Apakah ini sebuah tekanan?
Saya pribadi termasuk ibu yang peduli dengan pencapaian. Saya berkata kepada anak saya, "Sekolah itu membutuhkan biaya, melelahkan... maka jangan sampai nilai pelajaranmu enam puluh lima. Ibu memberi batas terendah delapan puluh lima. Artinya engkau boleh tidak memahami pelajaran sebanyak nilai lima belas saja, tidak lebih."
Dan agar anak saya dapat memahami materi pelajarannya dengan baik, saya memberikan arahan, dorongan, fasilitas, metode, dukungan dan batasan jam bermain/bersantai kepadanya.

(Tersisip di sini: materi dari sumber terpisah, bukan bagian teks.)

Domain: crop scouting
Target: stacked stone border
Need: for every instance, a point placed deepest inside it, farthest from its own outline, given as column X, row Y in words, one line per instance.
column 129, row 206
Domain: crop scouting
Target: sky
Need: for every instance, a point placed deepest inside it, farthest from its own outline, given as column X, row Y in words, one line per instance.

Sebagai gambaran, saya mengharuskan ia menjawab soal-soal IPS yang terdapat dalam aplikasi ponselnya. Sebab ia tampak lemah pada mata pelajaran ini. Tidak memberatkan, karena ia hanya perlu mengerjakan dua puluh soal atau satu level per hari. Dan lagi tingkat kesulitan berjenjang dari level satu sampai tiga puluh.
Saya sadar telah memberikan harapan dalam cinta saya, bahkan tekanan. Untuk itulah saya tertegun membaca tulisan (cerpen) Andi Firman.
Kemudian saya bertanya pada anak saya, "Apakah ada cara belajar yang selama ini ibu arahkan, ajarkan, yang tidak engkau sukai?"Â
Anak saya menjawab, "Tidak ada."
"Bagaimana dengan kewajiban menyimak pelajaran bahasa Arab dari ustadzah Fifi dalam channelnya?"
"Tidak keberatan."
"Sewaktu ibu minta membuat ringkasan IPA?"